Kandungan Fungsional Propolis

Hingga sekarang, ada sekitar 300 senyawa yang sudah berhasil diidentifikasi terdapat di dalam propolis. Berikut ini adalah pengelompokan senyawa-senyawa tersebut yang selanjutnya dikenal sebagai kandungan dasar propolis: asam-asam fenolat, flavonoid, terpene, senyawa lemak-lilin, lilin lebah, kandungan biologi dan komponen-komponen lain seperti vitamin, protein, asam amino dan gula [4, 8, 11].



Rabu, 05 Agustus 2015

Kasiat Utama Propolis #2: Antioksidan

Aktivitas Propolis sebagai Antioksidan

Hal ini juga ditetapkan bahwa metabolisme sel menghasilkan spesies oksigen reaktif (ROS), seperti hidrogen peroksida (H2O2), anion superoksida, dan ion hidroksil yang sangat reaktif, serta spesies nitrogen reaktif (RNS), terutama nitrat oksida (NO).
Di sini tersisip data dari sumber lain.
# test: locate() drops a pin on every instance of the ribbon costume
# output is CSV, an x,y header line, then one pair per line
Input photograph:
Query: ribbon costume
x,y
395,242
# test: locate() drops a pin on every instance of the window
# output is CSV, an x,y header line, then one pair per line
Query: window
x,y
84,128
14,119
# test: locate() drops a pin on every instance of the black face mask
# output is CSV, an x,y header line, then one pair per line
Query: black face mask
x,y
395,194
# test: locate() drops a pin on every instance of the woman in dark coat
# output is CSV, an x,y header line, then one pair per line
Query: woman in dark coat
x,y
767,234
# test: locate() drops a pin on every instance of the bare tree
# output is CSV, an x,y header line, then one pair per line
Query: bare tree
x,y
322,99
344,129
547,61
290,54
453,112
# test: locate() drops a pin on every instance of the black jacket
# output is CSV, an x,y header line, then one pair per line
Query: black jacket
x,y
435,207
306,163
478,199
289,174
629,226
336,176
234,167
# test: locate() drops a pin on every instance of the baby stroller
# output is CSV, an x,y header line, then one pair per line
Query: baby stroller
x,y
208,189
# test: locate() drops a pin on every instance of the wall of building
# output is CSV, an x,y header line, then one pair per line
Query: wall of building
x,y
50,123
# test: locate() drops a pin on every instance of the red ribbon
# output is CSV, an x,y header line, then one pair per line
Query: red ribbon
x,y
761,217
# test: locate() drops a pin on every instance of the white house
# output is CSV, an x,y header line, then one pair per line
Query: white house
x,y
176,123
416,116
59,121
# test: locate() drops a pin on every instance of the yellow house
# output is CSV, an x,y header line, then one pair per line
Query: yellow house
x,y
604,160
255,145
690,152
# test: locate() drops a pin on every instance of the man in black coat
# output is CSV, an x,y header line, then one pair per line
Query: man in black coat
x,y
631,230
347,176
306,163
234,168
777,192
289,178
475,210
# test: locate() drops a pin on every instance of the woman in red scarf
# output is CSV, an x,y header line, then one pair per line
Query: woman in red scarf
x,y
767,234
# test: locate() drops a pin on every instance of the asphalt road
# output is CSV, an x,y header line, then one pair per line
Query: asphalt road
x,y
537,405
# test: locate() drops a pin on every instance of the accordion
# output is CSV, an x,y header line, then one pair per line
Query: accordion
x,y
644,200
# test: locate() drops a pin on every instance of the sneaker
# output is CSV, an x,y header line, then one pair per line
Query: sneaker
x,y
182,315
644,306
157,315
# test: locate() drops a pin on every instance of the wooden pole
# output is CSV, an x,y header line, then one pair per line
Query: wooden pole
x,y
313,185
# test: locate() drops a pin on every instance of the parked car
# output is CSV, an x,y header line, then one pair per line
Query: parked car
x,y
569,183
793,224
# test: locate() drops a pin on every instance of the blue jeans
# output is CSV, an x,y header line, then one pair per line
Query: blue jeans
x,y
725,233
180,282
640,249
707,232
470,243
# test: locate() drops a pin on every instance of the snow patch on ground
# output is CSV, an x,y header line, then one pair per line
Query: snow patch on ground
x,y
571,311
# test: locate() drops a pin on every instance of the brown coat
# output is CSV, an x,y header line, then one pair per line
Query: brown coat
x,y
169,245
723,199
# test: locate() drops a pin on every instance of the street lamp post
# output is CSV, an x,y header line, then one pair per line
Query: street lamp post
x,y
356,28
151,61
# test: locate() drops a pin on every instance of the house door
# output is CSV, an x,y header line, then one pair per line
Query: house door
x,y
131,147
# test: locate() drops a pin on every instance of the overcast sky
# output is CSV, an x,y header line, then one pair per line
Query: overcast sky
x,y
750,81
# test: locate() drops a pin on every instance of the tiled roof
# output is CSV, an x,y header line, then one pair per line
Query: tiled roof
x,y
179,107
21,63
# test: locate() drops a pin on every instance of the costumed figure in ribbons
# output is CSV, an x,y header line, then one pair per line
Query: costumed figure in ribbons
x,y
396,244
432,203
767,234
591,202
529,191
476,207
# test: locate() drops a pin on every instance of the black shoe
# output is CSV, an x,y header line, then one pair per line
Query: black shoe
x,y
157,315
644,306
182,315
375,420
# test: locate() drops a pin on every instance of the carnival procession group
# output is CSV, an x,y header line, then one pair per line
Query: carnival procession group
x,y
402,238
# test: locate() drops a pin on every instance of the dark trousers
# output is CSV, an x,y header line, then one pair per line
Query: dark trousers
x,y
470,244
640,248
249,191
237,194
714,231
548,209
ROS dan RNS adalah molekul sinyal yang ideal karena mereka dihasilkan secara lokal, sangat cepat dan diffusible, dan dapat dinetralkan oleh antioksidan seluler [1, 2]. ROS biasanya didetoksifikasi oleh enzim intraseluler, seperti glutathione, superoksida dismutase, katalase dan [3]. Namun, produksi tidak seimbang dan degradasi ROS dan RNS dapat mengakibatkan akumulasi spesies ini reaktif, sering disebut stres oksidatif sebagai. Paparan makromolekul (lipid, protein, DNA, dll) untuk reaktif hasil spesies dalam modifikasi oksidatif dengan efek merusak [4, 5].